FOREFRONT

Meet the PNW Women Making Golf Look Better

Kinona founders Dianne Celuch and Tami Fujii are sick of oversized polos.

By Zoe Sayler November 29, 2022 Published in the Winter 2022 issue of Seattle Met

Kinona's founders Dianne Celuch (left) and Tami Fujii (right) were done with women being a golf afterthought.

The size-small men’s polos golfers Dianne Celuch and Tami Fujii have received in corporate retreat swag bags over the years have often felt more like consolation prizes: Thanks for playing, ladies, but there’s nothing here for you. 

“We would always tell ourselves that, when we were almost done with working,” Fujii says, “we should start a women’s golf apparel brand.” It’s a thought that might cross any fashionable athlete’s mind as she enters a pro shop only to find a single T-stand righted in honor of advertising’s infamous shrink-it-and-pink-it philosophy. 

Few would be as poised to make that dream a reality as these two close friends, avid golfers, and former Eddie Bauer product managers.

When Bellevue-based Fujii and Los Angeles–based Celuch founded Kinona in 2017 with a small, PNW-centered staff, they joined a burgeoning tradition. From Oiselle in 2007 to Girlfriend Collective in 2016, women-run activewear companies have taken the Pacific Northwest by storm. Their success proves that our region is rife with women accomplished in athletics and entrepreneurship—and with consumers eager to support ethically run businesses with a mission.

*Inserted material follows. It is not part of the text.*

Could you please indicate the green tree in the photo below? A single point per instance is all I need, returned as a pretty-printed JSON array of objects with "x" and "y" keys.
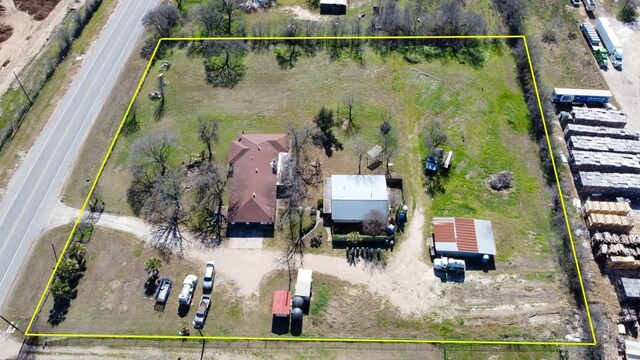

Kinona’s: to help women feel confident on the green; to design beautiful, comfortable, versatile pieces that fit a working person’s packed-schedule lifestyle (rather than a country club pipe dream); and to “poke the bear,” as Fujii puts it, that is the male-dominated golf industry.

Women made up about 25 percent of all golfers in 2021, according to the National Golf Foundation. Believe it or not, that’s a huge improvement, boosted in part by the pandemic-driven need to socialize outside. But golf can still feel, quite literally, like a boys club. As USA Today columnist Christine Brennan told Golf Digest in 2021, “Certainly 50 years ago, but even up until 10 years ago, there was this neon red stop sign just blaring out to the world: ‘Do not play golf, women. Do not play golf, girls.’” Private, men-only institutions, though they’ve become relatively secretive, still thrive—even in the Pacific Northwest, Celuch says.

More common than exclusionary practices, though, are subtle actions and policies that hint at prejudice. Even some courses that ostensibly allow women have abysmal participation numbers: Kinona’s founders recall approaching a club about carrying their products and learning that it counted 20 women among its members. Not 20 percent, as they initially assumed. Twenty, total. 

“A lot of women feel like they get really marginalized and are very intimidated to walk up to that first tee,” Fujii says. Though many courses have dress codes, they’re often particularly restrictive for women. Skirts and shorts must be a certain length. Sleeveless tops must have collars. 

Kinona answers the call with mock-neck houndstooth tank tops, brightly colored skorts, even sweat suits designed for more casual golf courses, all in a super high-quality Italian fabric and silhouettes that cater to the changing bodies of its core, 50-plus-year-old consumer. Providing fashionable, flattering takes on otherwise stifling regulations goes a long way toward making women feel like they belong on the course. 

But Celuch and Fujii won’t settle for fitting into golf as it stands—they’re here to change the sport for the better. “We kind of tend to be a little on the edge. We’re gonna abide by those [rules],” Celuch says, “but we’re gonna push the limits.”